Innovation in hash tables

Andrew Krapivin, a young computer scientist, along with colleagues Martín Farach-Colton and William Kuszmaul, has disproved a long-standing conjecture by Andrew Yao regarding hash tables. Their January 2025^[1] paper introduces a new hash table design that performs queries and insertions faster than previously believed possible, with times proportional to (log x)² instead of x.

Additionally, they discovered that non-greedy hash tables can achieve a constant average query time, independent of the table's fullness. This breakthrough challenges conventional wisdom and opens new avenues for understanding and optimizing data structures. Experts hail the work for its elegance and potential future impact on data structure efficiency.

Implementing the strategies described in the paper, such as elastic hashing and funnel hashing, in Java involves creating a custom hash table structure that adheres to the principles outlined. Below is a simplified example of how you might implement a basic version of these strategies in Java. Note that this is a conceptual implementation and may need further optimization and testing for production use.

Elastic Hashing

Elastic hashing involves dynamically adjusting the probe sequence to achieve better performance.
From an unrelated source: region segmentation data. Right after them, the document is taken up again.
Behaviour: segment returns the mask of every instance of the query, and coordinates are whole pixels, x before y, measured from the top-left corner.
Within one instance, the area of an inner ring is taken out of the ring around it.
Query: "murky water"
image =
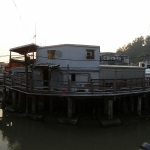
[[[150,119],[103,128],[8,115],[0,109],[0,150],[138,150],[150,142]]]

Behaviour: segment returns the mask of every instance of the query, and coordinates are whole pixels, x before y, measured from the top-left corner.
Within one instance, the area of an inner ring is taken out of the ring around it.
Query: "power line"
[[[22,20],[22,17],[21,17],[21,14],[20,14],[20,12],[19,12],[19,10],[18,10],[18,8],[17,8],[17,5],[16,5],[16,3],[15,3],[14,0],[12,0],[12,1],[13,1],[14,5],[15,5],[15,8],[17,9],[17,12],[18,12],[18,15],[19,15],[19,17],[20,17],[20,20],[21,20],[21,22],[22,22],[22,24],[23,24],[23,27],[24,27],[24,29],[25,29],[25,31],[26,31],[26,33],[27,33],[29,39],[30,39],[31,42],[32,42],[32,39],[31,39],[31,37],[30,37],[30,35],[29,35],[29,33],[28,33],[28,30],[26,29],[26,26],[25,26],[25,24],[24,24],[24,22],[23,22],[23,20]]]

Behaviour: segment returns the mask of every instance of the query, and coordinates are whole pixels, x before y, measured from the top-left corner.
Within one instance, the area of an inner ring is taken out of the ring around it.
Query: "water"
[[[138,150],[150,142],[150,119],[103,128],[33,121],[1,109],[0,117],[0,150]]]

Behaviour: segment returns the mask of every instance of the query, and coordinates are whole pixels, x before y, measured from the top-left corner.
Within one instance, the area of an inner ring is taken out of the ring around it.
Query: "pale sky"
[[[116,52],[150,34],[150,0],[0,0],[0,18],[0,56],[35,43],[35,29],[40,46],[98,45]]]

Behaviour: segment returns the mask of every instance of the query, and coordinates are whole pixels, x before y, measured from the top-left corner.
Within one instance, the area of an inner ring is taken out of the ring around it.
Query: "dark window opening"
[[[48,73],[48,69],[46,70],[43,70],[43,85],[44,86],[48,86],[48,76],[49,73]]]
[[[71,81],[76,81],[76,75],[75,74],[71,74]]]

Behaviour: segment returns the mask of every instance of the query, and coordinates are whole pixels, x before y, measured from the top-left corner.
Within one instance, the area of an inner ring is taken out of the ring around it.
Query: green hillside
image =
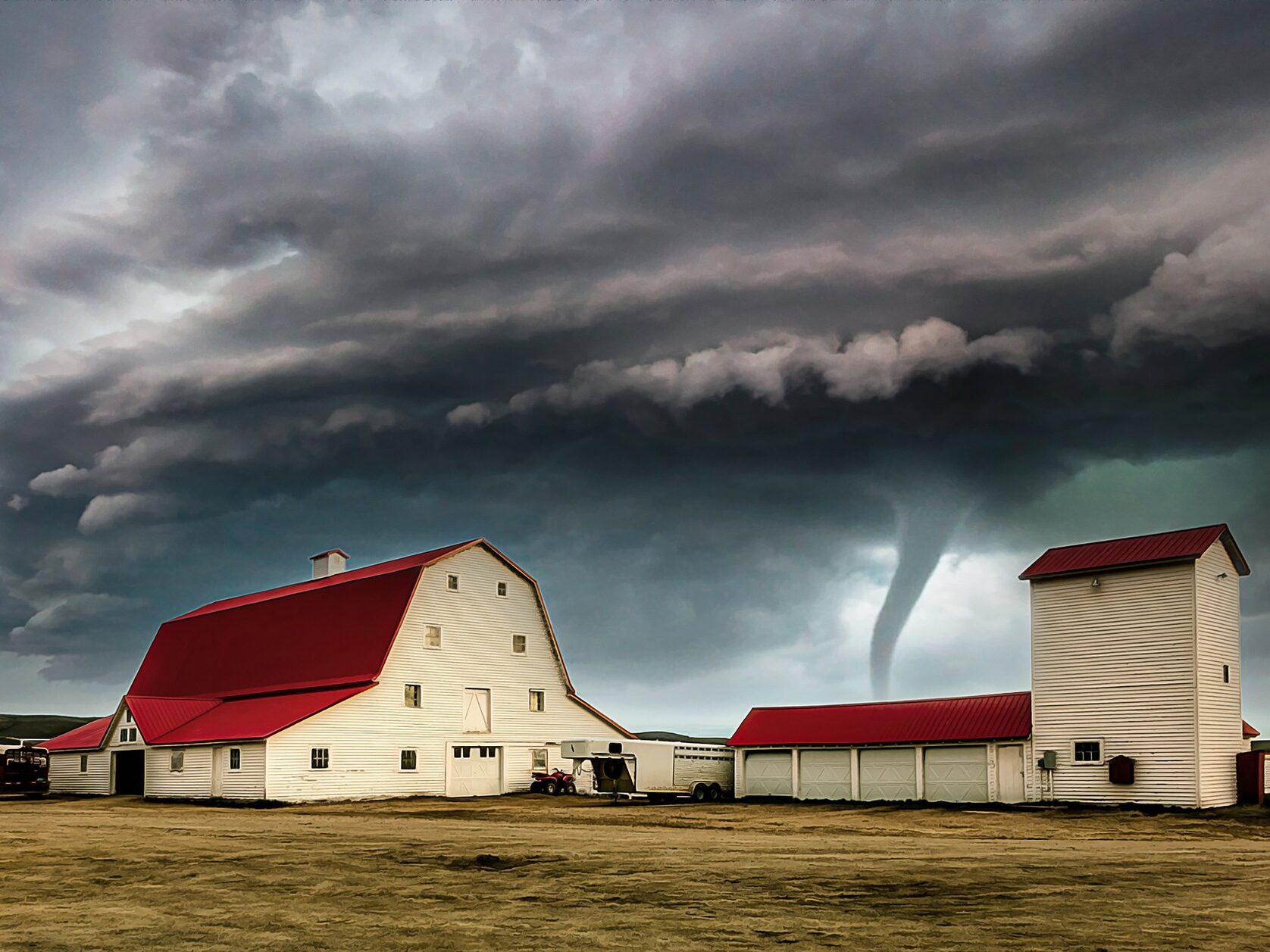
[[[91,720],[64,715],[0,715],[0,737],[48,740]]]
Here's a basic outline:

import java.util.Random;

public class ElasticHashTable<K, V> {
    private Entry<K, V>[] table;
    private int size;
    private double loadFactor;
    private Random random;

    public ElasticHashTable(int capacity, double loadFactor) {
        this.size = 0;
        this.loadFactor = loadFactor;
        this.table = new Entry[capacity];
        this.random = new Random();
    }

    public boolean insert(K key, V value) {
        int initialPosition = hash(key);
        int probeLength = calculateProbeLength(key);

        for (int i = 0; i < probeLength; i++) {
            int position = (initialPosition + probeSequence(i)) % table.length;
            if (table[position] == null) {
                table[position] = new Entry<>(key, value);
                size++;
                return true;
            }
        }
        return false;
    }

    private int hash(K key) {
        return Math.abs(key.hashCode()) % table.length;
    }

    private int calculateProbeLength(K key) {
        // Implement the logic to calculate probe length based on load factor
        return (int) (Math.log(1 / loadFactor) + 1);
    }

    private int probeSequence(int i) {
        // Implement the logic for the probe sequence
        return random.nextInt(table.length);
    }

    public V get(K key) {
        int initialPosition = hash(key);
        int probeLength = calculateProbeLength(key);

        for (int i = 0; i < probeLength; i++) {
            int position = (initialPosition + probeSequence(i)) % table.length;
            if (table[position] != null && table[position].key.equals(key)) {
                return table[position].value;
            }
        }
        return null;
    }

    private static class Entry<K, V> {
        K key;
        V value;

        Entry(K key, V value) {
            this.key = key;
            this.value = value;
        }
    }
}

Funnel Hashing

import java.util.Arrays;

public class FunnelHashTable<K, V> {
    private Entry<K, V>[][] levels;
    private int size;
    private double loadFactor;

    public FunnelHashTable(int capacity, double loadFactor) {
        this.size = 0;
        this.loadFactor = loadFactor;
        int levelsCount = (int) Math.ceil(Math.log(1 / loadFactor) / Math.log(2));
        this.levels = new Entry[levelsCount][];
        for (int i = 0; i < levelsCount; i++) {
            levels[i] = new Entry[(int) (capacity / Math.pow(2, i))];
        }
    }

    public boolean insert(K key, V value) {
        for (Entry<K, V>[] level : levels) {
            int position = hash(key, level.length);
            if (level[position] == null) {
                level[position] = new Entry<>(key, value);
                size++;
                return true;
            }
        }
        return false;
    }

    private int hash(K key, int levelSize) {
        return Math.abs(key.hashCode()) % levelSize;
    }

    public V get(K key) {
        for (Entry<K, V>[] level : levels) {
            int position = hash(key, level.length);
            if (level[position] != null && level[position].key.equals(key)) {
                return level[position].value;
            }
        }
        return null;
    }

    private static class Entry<K, V> {
        K key;
        V value;

        Entry(K key, V value) {
            this.key = key;
            this.value = value;
        }
    }
}

Notes

Probe Sequence: The probe sequence logic should be implemented according to the specifics of elastic hashing or funnel hashing as described in the paper.

Load Factor: The load factor is used to determine the probe length and manage the table's capacity.

Optimization: This code is a simplified version and may require additional optimizations, especially for handling collisions and ensuring efficient memory usage.